Today is March 15th. In a month I will turn 30. While thinking about this minor milestone I began to reflect on all the experiences that got me to this year. Therefore, I've decided over the next thirty days I will write about one experience that either deeply affected me or changed my life. I would like to claim this was an original idea, but that would be a lie. A girl I grew up with started a blog, that is leading up to her 30th birthday, where she highlights one individual, who affected her, each day...and yes, I made the list. Anyway, I know it's not 365 entries, but I think 30 will do.
The following are in no particular order:
In middle school each month our school would hold a dance. This was an event not to be missed. For three hours, our innocent gym would be turned into a prepubescent heaven. While swaying in a circle to a Poison or Bon Jovi ballad, sixth, seventh and eighth graders would make out like little bunnies.

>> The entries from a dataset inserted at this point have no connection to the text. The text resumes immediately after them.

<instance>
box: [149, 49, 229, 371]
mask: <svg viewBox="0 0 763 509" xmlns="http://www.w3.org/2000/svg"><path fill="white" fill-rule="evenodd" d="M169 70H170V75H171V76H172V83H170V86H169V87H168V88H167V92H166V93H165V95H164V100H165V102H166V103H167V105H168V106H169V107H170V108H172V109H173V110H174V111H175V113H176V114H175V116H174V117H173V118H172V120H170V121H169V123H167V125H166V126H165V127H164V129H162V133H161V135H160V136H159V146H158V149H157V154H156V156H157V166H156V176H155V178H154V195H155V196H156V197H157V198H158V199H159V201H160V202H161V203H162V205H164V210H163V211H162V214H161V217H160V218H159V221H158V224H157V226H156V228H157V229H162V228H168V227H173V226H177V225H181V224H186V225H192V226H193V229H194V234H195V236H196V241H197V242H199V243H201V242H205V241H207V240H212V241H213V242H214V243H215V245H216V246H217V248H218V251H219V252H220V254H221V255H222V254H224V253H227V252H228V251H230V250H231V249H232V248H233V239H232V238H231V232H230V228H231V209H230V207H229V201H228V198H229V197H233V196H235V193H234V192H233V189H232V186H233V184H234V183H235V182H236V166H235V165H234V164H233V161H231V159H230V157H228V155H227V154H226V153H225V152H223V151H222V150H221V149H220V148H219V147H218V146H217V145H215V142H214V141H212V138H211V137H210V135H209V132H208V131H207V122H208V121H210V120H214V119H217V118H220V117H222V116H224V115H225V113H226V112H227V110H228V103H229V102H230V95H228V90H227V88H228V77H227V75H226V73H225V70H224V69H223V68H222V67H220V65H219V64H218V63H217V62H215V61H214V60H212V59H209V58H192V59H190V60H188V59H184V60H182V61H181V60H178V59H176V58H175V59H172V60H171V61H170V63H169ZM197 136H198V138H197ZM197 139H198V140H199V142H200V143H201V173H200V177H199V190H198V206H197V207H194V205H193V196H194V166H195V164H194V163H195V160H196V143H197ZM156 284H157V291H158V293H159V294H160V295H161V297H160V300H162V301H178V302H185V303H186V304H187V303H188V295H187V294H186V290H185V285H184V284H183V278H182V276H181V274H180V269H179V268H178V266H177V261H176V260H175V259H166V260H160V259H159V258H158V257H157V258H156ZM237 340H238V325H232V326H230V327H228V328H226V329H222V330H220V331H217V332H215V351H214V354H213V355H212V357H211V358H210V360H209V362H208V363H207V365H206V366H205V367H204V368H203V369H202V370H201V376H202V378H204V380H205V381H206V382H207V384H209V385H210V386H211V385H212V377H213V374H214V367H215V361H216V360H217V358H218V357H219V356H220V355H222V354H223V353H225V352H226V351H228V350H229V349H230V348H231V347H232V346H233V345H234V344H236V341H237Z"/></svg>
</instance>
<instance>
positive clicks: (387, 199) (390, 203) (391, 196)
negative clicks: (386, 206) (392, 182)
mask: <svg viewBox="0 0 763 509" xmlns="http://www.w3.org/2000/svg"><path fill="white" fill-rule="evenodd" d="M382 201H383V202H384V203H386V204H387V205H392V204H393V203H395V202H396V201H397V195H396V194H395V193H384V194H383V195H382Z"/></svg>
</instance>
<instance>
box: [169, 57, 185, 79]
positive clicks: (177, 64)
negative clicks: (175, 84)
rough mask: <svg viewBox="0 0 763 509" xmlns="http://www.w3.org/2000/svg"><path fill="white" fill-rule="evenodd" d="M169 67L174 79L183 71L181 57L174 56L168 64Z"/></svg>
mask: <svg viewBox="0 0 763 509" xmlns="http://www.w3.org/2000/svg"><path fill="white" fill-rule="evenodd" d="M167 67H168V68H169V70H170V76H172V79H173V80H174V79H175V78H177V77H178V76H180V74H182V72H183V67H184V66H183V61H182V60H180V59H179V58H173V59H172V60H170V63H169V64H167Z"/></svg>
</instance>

When I was in sixth grade I was “dating” a hot thang named Dave Miltenberger. I know…the last name screams hot. I had pecked him a couple of times at some “boy girl” parties, but had never gone in for the real deal. At a middle school dance in March, Dave and I decided to take the next step in our relationship. I will never forget how incredibly magical this moment was.
I think we were slow dancing to “Something to Believe In” by Poison when Dave’s older brother came dancing up next to us with his girlfriend. Before we could say hi, he started to kiss his girlfriend. Dave took one look at them, then at me and raised one eyebrow. How could I resist the last name AND now such a smooth proposal? I think I just shrugged my shoulders, and before I knew it, Dave went in for the kill. I wish I could say fireworks exploded and chills ran down my spine. Instead, I was more conscious of how disgusting this experience was becoming and that I wanted to get away as soon as possible. After, what seemed like ten minutes, Dave pulled away and before I could say, “Gee, thanks,” my sister and friends pulled me into the girls’ locker room for a de-briefing of the experience.

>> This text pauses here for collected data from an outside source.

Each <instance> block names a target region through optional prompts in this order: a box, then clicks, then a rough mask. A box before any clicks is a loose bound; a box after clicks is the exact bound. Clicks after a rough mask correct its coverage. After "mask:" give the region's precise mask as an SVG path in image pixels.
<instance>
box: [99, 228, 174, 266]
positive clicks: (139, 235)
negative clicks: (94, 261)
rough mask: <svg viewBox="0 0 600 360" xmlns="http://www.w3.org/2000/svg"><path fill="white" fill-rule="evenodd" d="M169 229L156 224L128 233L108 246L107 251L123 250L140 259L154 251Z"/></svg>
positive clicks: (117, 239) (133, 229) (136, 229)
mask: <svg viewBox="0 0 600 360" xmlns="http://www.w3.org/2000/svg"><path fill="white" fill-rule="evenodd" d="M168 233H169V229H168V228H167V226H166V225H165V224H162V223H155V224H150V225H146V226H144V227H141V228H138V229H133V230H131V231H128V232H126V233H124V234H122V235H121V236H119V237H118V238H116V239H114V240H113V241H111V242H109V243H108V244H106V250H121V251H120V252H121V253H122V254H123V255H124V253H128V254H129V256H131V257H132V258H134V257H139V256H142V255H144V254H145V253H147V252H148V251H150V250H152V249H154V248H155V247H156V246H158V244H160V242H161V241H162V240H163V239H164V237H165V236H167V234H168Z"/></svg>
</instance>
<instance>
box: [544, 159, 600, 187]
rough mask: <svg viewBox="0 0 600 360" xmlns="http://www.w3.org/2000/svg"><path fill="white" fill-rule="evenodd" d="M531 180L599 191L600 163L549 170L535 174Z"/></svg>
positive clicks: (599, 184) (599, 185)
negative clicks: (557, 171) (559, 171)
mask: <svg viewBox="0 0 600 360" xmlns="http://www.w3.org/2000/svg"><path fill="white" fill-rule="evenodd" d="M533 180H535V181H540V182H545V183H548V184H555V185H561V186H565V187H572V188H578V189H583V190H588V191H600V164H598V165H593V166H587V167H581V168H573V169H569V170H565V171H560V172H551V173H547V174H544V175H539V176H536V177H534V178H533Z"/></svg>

I include this as a “life-changing” experience because of how different I felt after that moment. No, it wasn’t the awakening of my carnal side, but more an event I can point to where I felt a little older. I remember getting into the car with my mom and actually feeling a little more equal with her because I had kissed a boy. Little did I know that that kiss would probably be my worst, and Dave was only going to be a sixth grade fling.